AbstractTuberculosis (TB), a chronic bacterial infectious disease caused by Mycobacterium tuberculosis (Mtb), typically affects the lung and causes profound morbidity and mortality rates worldwide. Recent advances in cellular immunology emphasize the complexity of myeloid cell subsets controlling TB inflammation. The specialization of myeloid cell subsets for particular immune processes has tailored their roles in protection and pathology. Among myeloid cells, dendritic cells (DCs) are essential for the induction of adaptive immunity, macrophages predominantly harbor Mtb within TB granulomas and polymorphonuclear neutrophils (PMNs) orchestrate lung damage.
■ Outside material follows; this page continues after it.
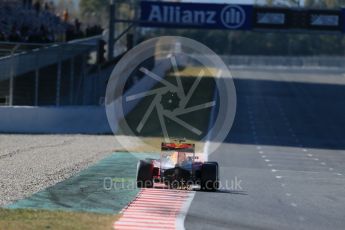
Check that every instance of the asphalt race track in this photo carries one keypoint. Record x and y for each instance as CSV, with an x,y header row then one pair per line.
x,y
286,151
However, within each myeloid cell population, diverse phenotypes with unique functions are currently recognized, differentially influencing TB pneumonia and granuloma functionality. More recently, myeloid-derived suppressor cells (MDSCs) have been identified at the site of Mtb infection. Along with PMNs, MDSCs accumulate within the inflamed lung, interact with granuloma-residing cells and contribute to exuberant inflammation. In this review, we discuss the contribution of different myeloid cell subsets to inflammation in TB by highlighting their interactions with Mtb and their role in lung pathology. Uncovering the manifold nature of myeloid cells in TB pathogenesis will inform the development of future immune therapies aimed at tipping the inflammation balance to the benefit of the host.© 2015 WILEY-VCH Verlag GmbH & Co. KGaA, Weinheim.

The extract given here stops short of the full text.